Still this difference in scope may be viewed as a necessary accommodation to the extraordinary context of non/international armed conflict. Prima facie, if learning spaces are former learning spaces, there is minimal impact on learners and their teachers, among others, embodied selves. However viewed through a vulnerability lens* this potentiality may create, at least, four points of potential extraordinary embodied vulnerability to hurt and harm: (i) misinformed attacks on learning spaces of which remain civilian objects/retain their civilian character; (ii) proximate extraordinary embodied vulnerability in attack due to the likely close proximity of other aspects of civilian life (for example, learners’ homes); (iii) partial transformation of the space from a civilian object to a military objective by armed forces/groups; and (iv) broader multidimensional hurt and harm (or violations of the right to education and ipso facto violations of the rights in and through education) as a consequence of closure of learning spaces due to the potentiality of (i)-(iii).

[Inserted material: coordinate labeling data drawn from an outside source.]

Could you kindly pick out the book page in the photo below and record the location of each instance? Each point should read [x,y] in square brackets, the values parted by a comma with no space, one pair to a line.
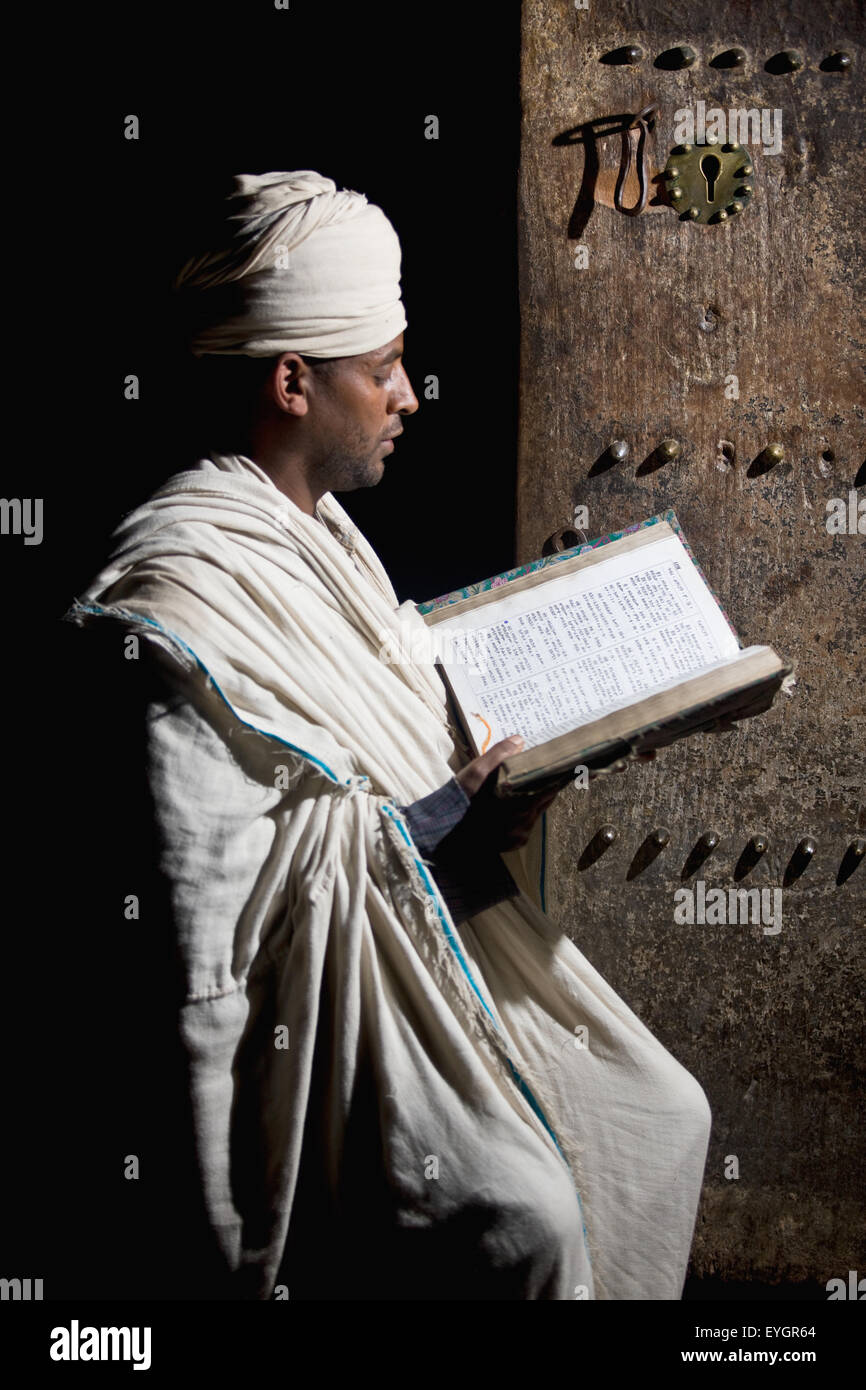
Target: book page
[545,660]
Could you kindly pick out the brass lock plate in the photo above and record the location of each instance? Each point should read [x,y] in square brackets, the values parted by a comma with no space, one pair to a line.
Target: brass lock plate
[709,182]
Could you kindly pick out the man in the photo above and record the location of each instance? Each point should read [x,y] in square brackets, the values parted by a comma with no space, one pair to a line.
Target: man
[384,1094]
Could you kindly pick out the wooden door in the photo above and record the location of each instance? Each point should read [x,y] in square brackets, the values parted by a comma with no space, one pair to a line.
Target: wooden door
[727,338]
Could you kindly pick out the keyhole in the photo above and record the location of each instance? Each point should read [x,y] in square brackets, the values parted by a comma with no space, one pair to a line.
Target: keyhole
[711,167]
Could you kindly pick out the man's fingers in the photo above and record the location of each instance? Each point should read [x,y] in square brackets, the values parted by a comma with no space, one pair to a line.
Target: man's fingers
[476,773]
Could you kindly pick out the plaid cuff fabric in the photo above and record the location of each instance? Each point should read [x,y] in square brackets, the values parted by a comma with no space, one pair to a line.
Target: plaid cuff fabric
[470,875]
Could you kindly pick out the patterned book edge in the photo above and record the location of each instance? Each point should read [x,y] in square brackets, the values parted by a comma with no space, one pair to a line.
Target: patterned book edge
[499,580]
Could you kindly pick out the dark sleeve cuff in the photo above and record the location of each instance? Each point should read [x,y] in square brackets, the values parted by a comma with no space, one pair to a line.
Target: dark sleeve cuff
[470,873]
[433,818]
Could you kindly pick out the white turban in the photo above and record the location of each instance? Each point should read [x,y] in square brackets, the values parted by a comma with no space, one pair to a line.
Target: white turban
[299,267]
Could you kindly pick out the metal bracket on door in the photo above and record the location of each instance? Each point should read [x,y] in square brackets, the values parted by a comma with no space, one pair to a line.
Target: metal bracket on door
[635,132]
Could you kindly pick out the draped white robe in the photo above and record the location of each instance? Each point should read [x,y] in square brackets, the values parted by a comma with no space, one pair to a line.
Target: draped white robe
[534,1166]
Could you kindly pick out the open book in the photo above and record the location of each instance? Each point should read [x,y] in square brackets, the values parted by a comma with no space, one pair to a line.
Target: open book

Yet the narrative of the law, itself, is reflective of these four points of vulnerability in so far as it includes rules to limit the vulnerability creating effects of the principle of distinction. Of course in treaty law the determinacy differs between non and international armed conflict. However, three of the four points of vulnerability have determinate legal protection within customary law (see indicative overview), for example, the potentiality of misinformed attacks is limited by the obligation to do everything feasible to verify that targets are military objectives, among other rules. The fourth is more equivocal: there is no express obligation, for example, to respect the civilian character of learning spaces. Still it may be inferred from existing treaty and customary law: basic rules according protection to the civilian population and civilian objects, more specific rules informing their content and others. To these rules, there is a vital dignifying safeguard: the concurrent application of international human rights law generally—and the human right obligations to protect embodied rights holders in relation to the space specifically. As complementary international legal obligations, they continue at points of convergence and divergence in substantive protection, reinforcing the vulnerability limiting effects of applicable humanitarian rules (express or implied).

And, in doing so, they may have protective effects: law determining effects—or in others words, guide and inform the content of the humanitarian rules. Thus where the two bodies of law converge substantively, the applicable humanitarian rule may be determined with regard to (or interpreted in light of) the more specific human rights obligations, most particularly where it is less determinate or more equivocal than its human rights complement. And even where the protection diverges substantively (i.e. when the human rights obligation is determined by more specific humanitarian rules) the human rights obligation, as  a complementary international legal obligation, may be viewed as undergirding those rules, complementing and reinforcing their vulnerability limiting effects. Overall it creates a meta-juridical imperative to protect the inviolability of spaces of learning from attack and as spaces of learning. And this may have compliance conducing effects: domestic legal embodiment of the human rights obligations within the context of non/international armed conflict including knowledge and practice of law may (over time) effect practice of complementary humanitarian rules.

Considered in this way, rights-infused humanitarian law may be viewed as more reflective of our collective sense of justice. Yet the law is less converged and more converging. The protective effects are undercut by the undercurrent of oppositional legal argumentation vis-a-vis the concurrent application of the two bodies of law. And also by legal equivocation about its legal effects—specifically the content and scope of the multi-dimensional right to education. There remains a dual imperative to refute the former and contribute determinacy to the latter, most particularly at the point of divergence.

*On vulnerability and the law, see scholarship of Martha Albertson Fineman and Anna Grear, among others.